Support » Plugins and Hacks » W3 Total Cache » 404 for Sitemap & robots.txt with Browser Cache on

  • I’m getting 404 errors for sitemap.xml and robots.txt when I have Browser Cache turned on. I’m using the latest versions of W3TC and WordPress, and version 4.0b11 of Arne Brachold’s Google XML Sitemaps plugin (http://www.arnebrachhold.de/projects/wordpress-plugins/google-xml-sitemaps-generator/). My site is running on Nginx 1.5.2. I’m using the configuration generated by W3TC for Nginx.

    The default 404 exception rules for W3TC are in use:

    robots\.txt
    sitemap(_index)?\.xml(\.gz)?
    [a-z0-9_\-]+-sitemap([0-9]+)?\.xml(\.gz)?

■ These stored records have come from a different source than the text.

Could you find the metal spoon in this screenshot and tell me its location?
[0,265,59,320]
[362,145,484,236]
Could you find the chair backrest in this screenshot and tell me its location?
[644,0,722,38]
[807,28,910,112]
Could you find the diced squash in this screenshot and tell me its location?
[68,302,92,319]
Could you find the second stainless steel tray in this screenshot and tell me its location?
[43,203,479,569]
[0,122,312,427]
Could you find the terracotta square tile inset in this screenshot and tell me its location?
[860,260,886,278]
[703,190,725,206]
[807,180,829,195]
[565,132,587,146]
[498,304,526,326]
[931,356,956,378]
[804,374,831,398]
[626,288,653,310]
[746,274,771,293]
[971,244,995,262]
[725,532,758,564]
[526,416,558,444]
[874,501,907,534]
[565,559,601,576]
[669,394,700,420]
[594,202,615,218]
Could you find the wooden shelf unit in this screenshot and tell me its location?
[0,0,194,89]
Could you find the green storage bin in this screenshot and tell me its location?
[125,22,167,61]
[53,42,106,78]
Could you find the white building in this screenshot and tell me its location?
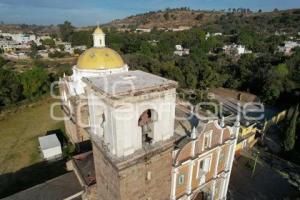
[223,44,252,55]
[278,41,300,55]
[39,134,62,160]
[174,45,190,56]
[135,28,152,33]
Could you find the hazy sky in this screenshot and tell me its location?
[0,0,300,26]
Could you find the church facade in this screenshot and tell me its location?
[60,27,239,200]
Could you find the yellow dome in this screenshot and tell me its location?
[94,26,104,34]
[77,47,125,70]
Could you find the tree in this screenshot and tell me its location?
[29,42,38,59]
[0,56,7,67]
[58,21,74,42]
[283,105,299,151]
[0,68,22,107]
[21,67,48,99]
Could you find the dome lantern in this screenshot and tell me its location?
[93,26,105,48]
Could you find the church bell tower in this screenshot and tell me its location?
[84,71,177,200]
[93,26,105,48]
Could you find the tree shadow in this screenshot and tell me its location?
[0,160,67,199]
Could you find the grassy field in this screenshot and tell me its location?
[0,98,65,198]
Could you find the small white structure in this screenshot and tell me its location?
[278,41,300,55]
[174,45,190,56]
[223,44,252,55]
[39,134,62,160]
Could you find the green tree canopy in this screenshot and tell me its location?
[21,67,49,99]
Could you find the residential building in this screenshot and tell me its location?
[223,44,252,55]
[278,41,300,55]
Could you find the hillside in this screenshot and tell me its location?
[107,9,225,28]
[105,9,300,31]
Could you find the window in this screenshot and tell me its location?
[219,150,225,164]
[197,156,211,178]
[178,174,184,185]
[204,132,211,149]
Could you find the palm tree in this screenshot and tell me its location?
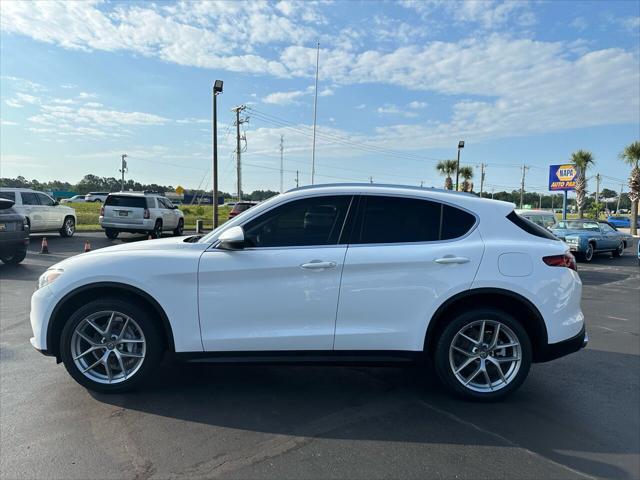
[460,166,473,192]
[571,150,595,218]
[620,142,640,235]
[436,160,458,190]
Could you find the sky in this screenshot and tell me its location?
[0,0,640,196]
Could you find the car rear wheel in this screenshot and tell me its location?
[0,248,27,265]
[60,217,76,237]
[435,308,532,401]
[104,228,120,240]
[582,243,594,263]
[611,242,624,257]
[60,298,162,393]
[173,218,184,237]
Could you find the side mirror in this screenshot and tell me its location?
[218,226,244,250]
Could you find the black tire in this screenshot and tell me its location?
[173,218,184,237]
[60,297,164,393]
[104,228,120,240]
[0,248,27,265]
[434,308,532,401]
[611,242,624,257]
[149,220,162,238]
[60,216,76,237]
[580,243,595,263]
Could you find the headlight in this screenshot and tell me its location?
[38,268,64,288]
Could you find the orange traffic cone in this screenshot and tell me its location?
[40,237,49,253]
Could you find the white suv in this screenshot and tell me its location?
[0,188,76,237]
[31,184,587,400]
[98,192,184,239]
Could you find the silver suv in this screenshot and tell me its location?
[0,188,76,237]
[99,192,184,239]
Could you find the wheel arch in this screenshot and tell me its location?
[424,288,548,362]
[47,282,175,362]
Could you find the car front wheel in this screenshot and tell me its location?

    Here is the result of a curl header check for sitemap.xml:

    $ curl -I http://christiaanconover.com/sitemap.xml
    HTTP/1.1 404 Not Found
    Server: nginx/1.5.2
    Date: Thu, 04 Jul 2013 00:47:38 GMT
    Content-Type: application/xml; charset=utf-8
    Connection: keep-alive
    X-Pingback: http://christiaanconover.com/xmlrpc.php
    X-Powered-By: W3 Total Cache/0.9.2.11
    X-W3TC-Minify: On
    X-Robots-Tag: noindex

    Turning off Browser Cache then yields the following headers:

    $ curl -I http://christiaanconover.com/sitemap.xml
    HTTP/1.1 200 OK
    Server: nginx/1.5.2
    Date: Thu, 04 Jul 2013 00:48:05 GMT
    Content-Type: application/xml; charset=utf-8
    Connection: keep-alive
    X-Powered-By: PHP/5.4.9-4ubuntu2.1
    X-Pingback: http://christiaanconover.com/xmlrpc.php
    X-W3TC-Minify: On
    X-Robots-Tag: noindex

    Any suggestions?

    http://wordpress.org/extend/plugins/w3-total-cache/

Viewing 4 replies - 1 through 4 (of 4 total)
  • Could be a bug with W3TC. To overcome this, you may use those URLs hardcoded in nginx configuration like this…

    server {
      server_name domainname.com;
      # other directives
    
      location = /robots.txt {
        try_files $uri /index.php;
      }
    
      location = /sitemap.xml {
        try_files $uri /index.php;
      }
    
      location = /sitemap.xml.gz {
        try_files $uri /index.php;
      }
    
    }

    I hope this helps.

    I have a global try_files rule that works in actually serving the requested files, but when Browser Cache is on it gives a 404. With it off it returns a 200.

    A quote from official nginx wiki on location block on The order in which location directives are checked..

    Directives with the “=” prefix that match the query exactly (literal string). If found, searching stops.
    All remaining directives with conventional strings. If this match used the “^~” prefix, searching stops.
    Regular expressions, in the order they are defined in the configuration file.
    If #3 yielded a match, that result is used. Otherwise, the match from #2 is used.

    The rules from W3TC, may have taken precedence. That’s why I mentioned the above possible solution. I hope you can understand.

    Ah, I’m following you now. I’ll try that, thanks!

Viewing 4 replies - 1 through 4 (of 4 total)
  • The topic ‘404 for Sitemap & robots.txt with Browser Cache on’ is closed to new replies.